Full Thanks-ness

11/30/21, Tuesday, erin and Breen and the O2 machine

Jon and erin! Armstrong
4 min readNov 30, 2021

I love you.

Thank you for walking, jogging, drudging, lifting and carrying, coasting and braking with our family this year.

Sometimes I think I missed 2021, but 2021 didn’t miss me.

Breeny is sleeping in the front room. Nora is at Grandpa School. Jon is at ISU, and I miss the luxuriousness of the weekend in which he wasn’t working.

Jon offered Breen a bottle every couple hours all day Sunday, and the little buster hit a new record for meals taken by mouth! AMAZING progress!

We are still parked right around .5/.4 liters of oxygen. Last night, Breeny’s nose was stuffed up and I had to turn him up to 3/4 of a liter. But after (multiple anguishing tries at) suctioning, he was getting better saturations.

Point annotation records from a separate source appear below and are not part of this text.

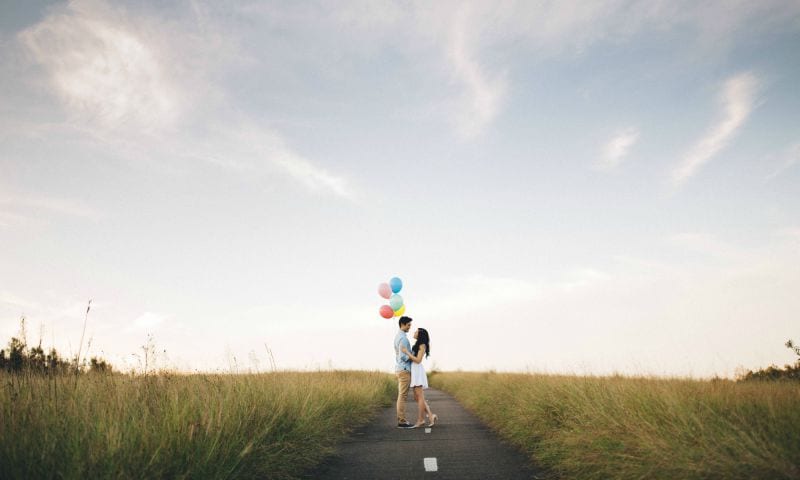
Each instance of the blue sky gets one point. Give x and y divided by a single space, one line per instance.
563 186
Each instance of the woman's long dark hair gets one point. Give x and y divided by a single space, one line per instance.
422 339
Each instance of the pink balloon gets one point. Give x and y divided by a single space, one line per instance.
384 290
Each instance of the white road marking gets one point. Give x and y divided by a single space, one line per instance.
430 464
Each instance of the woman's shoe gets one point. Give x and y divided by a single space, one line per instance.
433 419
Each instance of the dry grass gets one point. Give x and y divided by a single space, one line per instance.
618 427
272 425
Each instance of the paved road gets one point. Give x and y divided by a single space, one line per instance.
463 448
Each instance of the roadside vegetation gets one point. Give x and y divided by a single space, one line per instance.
631 428
72 419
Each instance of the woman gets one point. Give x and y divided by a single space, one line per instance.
419 380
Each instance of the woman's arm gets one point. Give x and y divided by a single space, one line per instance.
419 356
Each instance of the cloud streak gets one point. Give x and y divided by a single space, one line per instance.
615 151
483 95
104 72
738 98
134 92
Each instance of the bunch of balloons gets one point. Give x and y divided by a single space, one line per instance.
390 292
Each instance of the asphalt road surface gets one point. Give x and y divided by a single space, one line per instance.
459 447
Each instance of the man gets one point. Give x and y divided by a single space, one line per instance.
403 370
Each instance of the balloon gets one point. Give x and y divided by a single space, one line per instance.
396 301
396 284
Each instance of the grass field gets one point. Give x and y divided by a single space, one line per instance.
626 428
272 425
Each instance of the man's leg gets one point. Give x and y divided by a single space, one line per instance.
403 380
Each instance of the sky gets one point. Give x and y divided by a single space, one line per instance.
563 187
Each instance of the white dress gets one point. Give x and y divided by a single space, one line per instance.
418 376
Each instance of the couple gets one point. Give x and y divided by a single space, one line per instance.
411 373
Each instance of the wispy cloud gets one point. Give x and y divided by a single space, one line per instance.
483 94
22 208
615 151
738 98
104 71
147 96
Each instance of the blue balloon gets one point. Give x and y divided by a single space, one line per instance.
396 284
395 301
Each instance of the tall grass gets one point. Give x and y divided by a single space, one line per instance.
272 425
617 427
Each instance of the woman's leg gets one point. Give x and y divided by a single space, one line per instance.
419 396
428 410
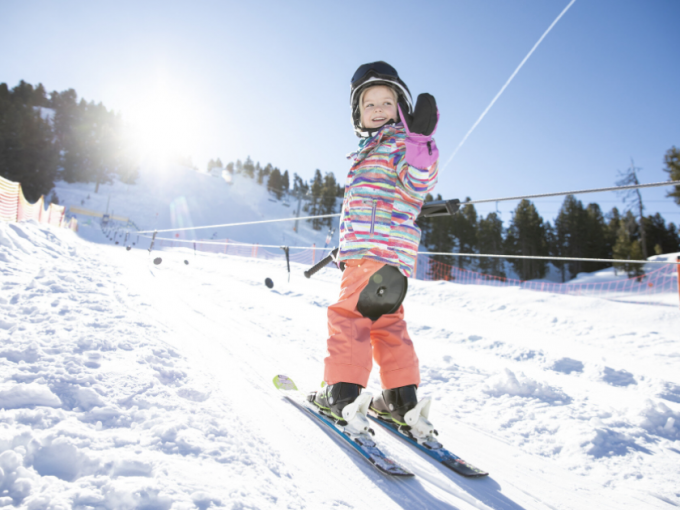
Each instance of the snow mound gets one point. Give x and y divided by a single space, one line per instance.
659 420
507 383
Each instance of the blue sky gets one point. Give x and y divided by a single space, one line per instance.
271 80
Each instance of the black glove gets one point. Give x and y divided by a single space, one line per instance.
424 117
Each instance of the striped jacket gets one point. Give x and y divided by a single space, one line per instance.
383 197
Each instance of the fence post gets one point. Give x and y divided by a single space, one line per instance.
16 217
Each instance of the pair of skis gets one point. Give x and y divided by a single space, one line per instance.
363 443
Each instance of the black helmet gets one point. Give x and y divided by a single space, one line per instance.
376 73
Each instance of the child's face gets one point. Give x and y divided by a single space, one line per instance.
378 106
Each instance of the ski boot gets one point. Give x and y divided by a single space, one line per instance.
345 404
401 406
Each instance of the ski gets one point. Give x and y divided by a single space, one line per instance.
432 448
362 443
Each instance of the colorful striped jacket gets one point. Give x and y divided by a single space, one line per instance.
383 197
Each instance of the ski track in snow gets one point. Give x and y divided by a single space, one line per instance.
129 385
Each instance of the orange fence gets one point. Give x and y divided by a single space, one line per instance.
15 207
663 280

Thank you, lads who were asking: I started to wean off of pumping back when we were transported home to our Pocatello NICU. So I have been done with that since September-ish. Had to happen. We’re still able to give Breen milk because I froze so much when he was NPO and he also gets Ellecare.

We haven’t gotten a weight since our SLC visit, but I think his eyes are farther apart and surely his button nose grows. See?

his hair is taller too.

We are trying to get the four Armstrongs to fit into one frame, but it’s proving mighty wiggly! Well… One of us is…

photo cred Grandpa

Thankful to be home. Thankful for the front line workers, the NICU workers, the everywhere caretakers. Thankful for friends and family and meals delivered and wonderful neighbors and home health help and gifts and thoughts, chants, prayers, intentions. To be safe. Great. Full.

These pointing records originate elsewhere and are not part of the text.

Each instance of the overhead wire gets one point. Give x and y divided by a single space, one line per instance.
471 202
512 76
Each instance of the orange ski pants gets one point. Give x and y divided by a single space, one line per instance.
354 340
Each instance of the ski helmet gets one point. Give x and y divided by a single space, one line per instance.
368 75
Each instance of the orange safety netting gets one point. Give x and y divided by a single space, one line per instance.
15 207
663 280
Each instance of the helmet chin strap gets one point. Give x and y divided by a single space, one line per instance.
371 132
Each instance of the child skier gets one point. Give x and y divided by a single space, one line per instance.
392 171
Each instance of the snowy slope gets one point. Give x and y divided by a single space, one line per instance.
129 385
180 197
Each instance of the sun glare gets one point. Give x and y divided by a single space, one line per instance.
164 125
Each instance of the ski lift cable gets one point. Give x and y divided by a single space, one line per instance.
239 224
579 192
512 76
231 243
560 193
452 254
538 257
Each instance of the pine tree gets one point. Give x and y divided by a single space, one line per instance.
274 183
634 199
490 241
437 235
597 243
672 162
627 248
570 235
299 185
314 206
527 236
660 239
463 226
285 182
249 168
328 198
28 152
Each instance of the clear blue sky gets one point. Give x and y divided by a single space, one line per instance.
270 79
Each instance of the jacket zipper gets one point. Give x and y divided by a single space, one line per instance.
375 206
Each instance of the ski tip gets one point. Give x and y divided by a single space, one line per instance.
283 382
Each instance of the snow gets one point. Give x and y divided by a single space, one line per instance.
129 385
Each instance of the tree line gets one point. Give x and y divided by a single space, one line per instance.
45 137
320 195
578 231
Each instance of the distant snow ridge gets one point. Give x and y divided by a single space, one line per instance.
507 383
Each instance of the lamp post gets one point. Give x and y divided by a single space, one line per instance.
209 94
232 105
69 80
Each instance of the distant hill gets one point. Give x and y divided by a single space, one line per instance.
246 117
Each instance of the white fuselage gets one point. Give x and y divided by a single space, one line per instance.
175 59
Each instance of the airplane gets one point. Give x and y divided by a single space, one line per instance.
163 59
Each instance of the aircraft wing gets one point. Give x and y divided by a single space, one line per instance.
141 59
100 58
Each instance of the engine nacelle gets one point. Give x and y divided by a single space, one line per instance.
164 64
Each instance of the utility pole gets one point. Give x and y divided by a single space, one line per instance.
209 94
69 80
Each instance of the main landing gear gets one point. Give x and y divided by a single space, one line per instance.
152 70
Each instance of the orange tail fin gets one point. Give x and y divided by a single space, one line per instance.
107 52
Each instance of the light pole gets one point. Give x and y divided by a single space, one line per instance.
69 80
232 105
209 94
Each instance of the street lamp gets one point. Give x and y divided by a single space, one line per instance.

Our hearts are with the families that are waiting for their discharge dates. Our hearts ache and pray for you.

Baby is awake now. Not much else to report! He laughs when I look over at him. So I just keep looking over at him, and then we both laugh. He has this effect on Nora too, but she likes to run toward him and crash to make him laugh. (If she knew it was as easy as eye contact, I’m sure she would still run and crash.)

Breen thinks everything is funny. I try to burp him on my shoulder, and he pushes himself up on both arms; he laughs hilariously when he notices how close my face is. We put someone on speaker phone; even if they’re complaining, he laughs. You jiggle his hips around to try to get a deeply buried burp out? He laughs.

Oh, he does NOT think nose suctioning is funny. Or dropping a pacifier. But he thinks most of his breathing treatments are funny. And diapers are funny.

And floors and chairs and tummy time and cribs and being tossed in the air and books and cats and carseats and toys and trees and dogs and talking and clothes and singing and deer and birds and strollers and LAWD, sisters are.

Sitting around with family? Funny. Sitting around by himself? Also funny.

He’s talking to the ceiling right now, so I’ll sign off with

Nora Poetry Corner:

On a stroller ride,

N: leans forward, gasps, “I see! I see!!”

Mom: scanning the horizon, roadsides, sky, “What do you see??”

N: “I see the babies with the angels!!!!”

FROM THE ARCHIVES (written down, then forgotten midsummer)

  1. Ring around the Rosy. Hoses! Posie! CRASH.

2. Improvises on a theme of Goodnight Moon:

In the great green City…two little cats and a pair of …socks… And a comb and a brush and a bowl full of SOUP MIX. I like Sue Mix! Goodnight, little toy house and good night squeaky mouse. Goodnight comb, and there is the fire! Good night bowl of soup mix! (chortles at her own wit.)

3. During dinner, severely: Come back here noodle, you have a time out in my mouth.